Complex critical exponents in quantum percolation transitions
|Date/Time:||Thursday, 09 Dec 2010 - Thursday, 09 Dec 2010|
|Location:||PHYSICS ROOM 5|
|Channel:||Condensed Matter Physics|
Ames Laboratory and Iowa State University
The ubiquitous presence of disorder in real materials can significantly change their behavior close to a phase transition. In percolative systems, disorder is introduced via random dilution, leading to geometric fluctuations that diverge at the percolation threshold. Although the effects of percolation in classical phase transitions have been widely studied, the investigation of the interplay between geometric and quantum fluctuations is rather recent.

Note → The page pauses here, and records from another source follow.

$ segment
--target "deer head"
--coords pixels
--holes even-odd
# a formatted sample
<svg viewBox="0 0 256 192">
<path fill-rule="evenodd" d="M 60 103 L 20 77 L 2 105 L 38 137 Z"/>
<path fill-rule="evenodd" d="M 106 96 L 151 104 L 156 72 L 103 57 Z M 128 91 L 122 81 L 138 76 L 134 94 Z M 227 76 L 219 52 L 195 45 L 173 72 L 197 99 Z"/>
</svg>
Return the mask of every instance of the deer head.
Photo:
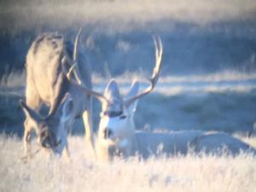
<svg viewBox="0 0 256 192">
<path fill-rule="evenodd" d="M 104 93 L 101 94 L 87 89 L 82 84 L 78 84 L 77 82 L 81 81 L 79 80 L 79 74 L 77 73 L 74 68 L 75 63 L 69 71 L 65 69 L 65 66 L 62 67 L 70 81 L 81 86 L 84 93 L 96 96 L 102 102 L 97 142 L 102 143 L 102 145 L 108 145 L 107 150 L 112 154 L 116 151 L 123 154 L 129 153 L 127 151 L 131 147 L 132 137 L 135 131 L 133 115 L 136 111 L 137 101 L 150 93 L 158 81 L 161 67 L 163 48 L 159 38 L 154 40 L 155 47 L 155 67 L 152 77 L 148 79 L 150 85 L 145 90 L 139 91 L 139 84 L 137 81 L 134 81 L 125 96 L 120 95 L 119 86 L 114 79 L 110 80 Z M 74 77 L 78 79 L 73 80 L 70 78 L 71 73 L 74 73 Z"/>
<path fill-rule="evenodd" d="M 70 119 L 73 110 L 73 100 L 70 95 L 66 94 L 55 115 L 46 118 L 43 118 L 29 108 L 23 100 L 20 101 L 20 104 L 26 116 L 27 126 L 33 127 L 36 131 L 39 146 L 57 153 L 56 149 L 62 139 L 60 132 L 62 131 L 61 129 L 67 129 L 66 124 Z"/>
</svg>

In this seminar, I will discuss the thermodynamic properties of a variety of diluted quantum systems at the percolation threshold, such as Josephson-junction arrays, quantum antiferromagnets and interacting bosons. In particular, I will show that the critical behavior of these systems is dramatically affected by their Berry phase 2 Rho. For rational Rho, large clusters of occupied sites govern the low-energy properties, leading to power-law behavior with the same critical exponents as in the case with no Berry phase. However, for irrational Rho, the low-energy excitations at the quantum percolation critical point change completely and are given by emergent spinless fermions with fractal spectrum. Physically, degenerate clusters of intermediate size and arbitrarily low energy dominate the low-temperature physics. As a result, critical properties that cannot be described by the usual Ginzburg-Landau-Wilson theory of phase transitions emerge, such as complex critical exponents and dynamically broken scale invariance.